Sur ce Symphonaire Et Spera Empyrium, l’on est ici encore loin du groupe qui émerveillera par son misérabilisme et par son spleen dans un futur assez proche. Pour le moment, c’est bien son côté hirsute et un peu mal dégrossi qui prend les devants, faisant assez souvent le va et vient entre death metal et doom death metal, comme bon nombre de ses contemporains, et l’on a forcément cela en tête avec les deux titres que sont God Is Alone et De Sade Soliloquay, purement dans ce premier registre, sans même prendre le temps de ralentir ou quoi que ce soit, ou si peu, mais bien de faire ressentir ce sentiment de mort et de froideur qui aurait du rester inhérent à ce genre, et en tout cas pas tout à fait similaire à ce que pouvait faire Paradise Lost quelques mois auparavant, vu qu’il y a un je ne sais quoi de plus malfaisant dans ces deux titres, comme une forme indistincte planquée dans l’ombre, craintive de retourner à la lumière mais prête à emporter sa victime avec elle à n’importe quel moment. Ce n’est évidemment pas avec ces deux titres, parmi les plus brutaux du groupe que l’on a envie de s’épancher, mais bien avec ce titre éponyme, assez long car excédant les onze minutes, remanié depuis sa version présente sur Towards the Sinister, et qui explosait pas mal de codes à l’époque, bien que ce n’est pas si éloigné que cela de ce qu’avait pu faire Celtic Frost la décennie précédente - il faudra d’ailleurs vous conter un jour l’importance des Helvètes pour tellement de choses.

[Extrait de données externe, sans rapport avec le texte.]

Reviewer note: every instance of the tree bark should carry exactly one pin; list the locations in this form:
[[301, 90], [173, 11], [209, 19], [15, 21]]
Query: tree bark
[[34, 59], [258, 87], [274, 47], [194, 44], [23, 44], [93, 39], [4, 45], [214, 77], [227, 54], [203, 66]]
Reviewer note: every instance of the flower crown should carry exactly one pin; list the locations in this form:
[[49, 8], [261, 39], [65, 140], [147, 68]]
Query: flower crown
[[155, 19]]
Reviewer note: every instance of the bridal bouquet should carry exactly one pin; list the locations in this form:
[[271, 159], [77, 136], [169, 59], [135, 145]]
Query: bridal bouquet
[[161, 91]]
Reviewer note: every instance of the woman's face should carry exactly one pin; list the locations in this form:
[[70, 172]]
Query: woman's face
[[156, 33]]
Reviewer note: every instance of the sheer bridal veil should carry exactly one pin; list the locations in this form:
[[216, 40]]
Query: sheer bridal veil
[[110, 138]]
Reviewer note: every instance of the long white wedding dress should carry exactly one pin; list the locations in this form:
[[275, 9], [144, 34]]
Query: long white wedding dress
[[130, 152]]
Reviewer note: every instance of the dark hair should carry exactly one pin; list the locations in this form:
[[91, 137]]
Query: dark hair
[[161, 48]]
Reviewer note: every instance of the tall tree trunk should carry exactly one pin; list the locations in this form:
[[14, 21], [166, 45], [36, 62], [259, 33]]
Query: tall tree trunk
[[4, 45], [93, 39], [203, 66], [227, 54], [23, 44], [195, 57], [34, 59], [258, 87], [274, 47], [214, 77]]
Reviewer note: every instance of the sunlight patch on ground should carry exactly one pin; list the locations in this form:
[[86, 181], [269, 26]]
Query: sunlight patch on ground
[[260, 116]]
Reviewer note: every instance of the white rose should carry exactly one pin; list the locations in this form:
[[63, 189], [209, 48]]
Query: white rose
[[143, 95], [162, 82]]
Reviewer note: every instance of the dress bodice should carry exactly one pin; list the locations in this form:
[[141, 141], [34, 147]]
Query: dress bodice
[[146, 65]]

Et là, l’on ressent bien tout ce que My Dying Bride a pu apporter à ce genre, avec cette ambiance véritablement sinistre, pas dans le côté romantique de la chose, - ce sera pour plus tard -, mais bien dans ce que cela implique en terme de désolation et d’âpreté, et cette touche de réprobation du commun des mortels. L’on est même assez loin du côté mélodique que prendra le groupe par la suite, même si l’on sent poindre quelques élans dans ce sens, que ce soit dans ce riff initial et dans ces ajouts de claviers et de violon, déjà tenu par le musicien de session Martin Powell, et quelques riffs plus mélodiques de temps à autres. Car il domine un côté encore assez sauvage chez les anglais, que ce soit dans ce son de guitares assez gluant, avec peu ou prou la même mélasse assez sale et suffocante du premier album, et des growls assez caverneux de Aaron Stainthorpe, à mille lieux de ses roucoulades ultérieures. Et pourtant, malgré ceci, ce titre fonctionne admirablement bien dans tout ce qu’il peut avoir d’abrupt dans sa construction et ses changements de tempi, dans ses accélérations fulgurantes, tout comme dans ses temporisations qui ne sont pas qu’accessoires, l’on sent poindre ici ce que tout cela va faire éclore tant chez eux que chez une myriade de musiciens.
Il y a évidemment une saveur tout à fait rustique sur ce titre, quelque chose qui sonne à la fois caverneux, et on le ressent dans ce refus, pour le moment, de s’accommoder de toutes lumières; et d’antique, comme quelque chose qui a été enfoui pendant des siècles et que l’on n’a pu empêcher de laisser ressurgir soudainement, et ça vaut pour l’entièreté de cette réalisation. Mais ce que l’on a voulu laisser de côté ne sont que des lambeaux d’une humanité qui a perdu tout espoir, qui a déjà sombré dans le pessimisme et qui ne peut voir que l’avenir en noir, ou, tout au mieux en gris. Et c’est déjà une certaine réussite de la part des Anglais que d’avoir réussi à transmettre ces émotions sur ces trois titres, et plus particulièrement sur ce premier titre splendide, mais d’une splendeur qui fascine autant qu’elle fait peur, car rien n’a été fait pour le moment pour rendre tout cela accessible et encore moins acceptable pour le commun des mortels. Et oui, j’aurais toujours une préférence pour ce doom death metal si Anglais dans sa formulation et dans son ambiance et qui n’a nul autre égal à mon sens, même pour ce premier essai plus que prometteur.
Le My Dying Bride des débuts, c’est un peu comme une bête apeurée, qui cherche à s’enfuir du monde des hommes, qui hurle à la mort, qui tente de s’échapper pour retrouver la sécurité d’une tanière mais dont elle ne puit retrouver le chemin tant elle est aveuglée par la lumière, et qui ne sait vraiment comment s’extirper de tout cela. En tout cas, même si beaucoup aura été accompli depuis cette réalisation, on y trouve toutefois cette forme de sagesse antique, ce sens de l’à propos dont la gaucherie en fait à la fois tout son charme et toute sa pureté originelle. L’on sent que si les musiciens ne maîtrisent pas forcément tous les éléments qu’ils déchainent avec fougue, il s’en dégage pourtant quelque chose de suffisamment vitreux et pénétrant pour marquer les esprits. Dans tous les cas ce Symphonaire Infernus Et Spera Empyrium mérite toujours que l’on s’y attarde quasiment trois décennies après sa sortie, car il fascine toujours autant, et plus particulièrement le titre éponyme, à ranger parmi les classiques de la formation. Même si le groupe fera largement mieux par la suite, il y avait déjà ici les ferments d’une formation un peu atypique et qui ne se fixait pas trop de limites.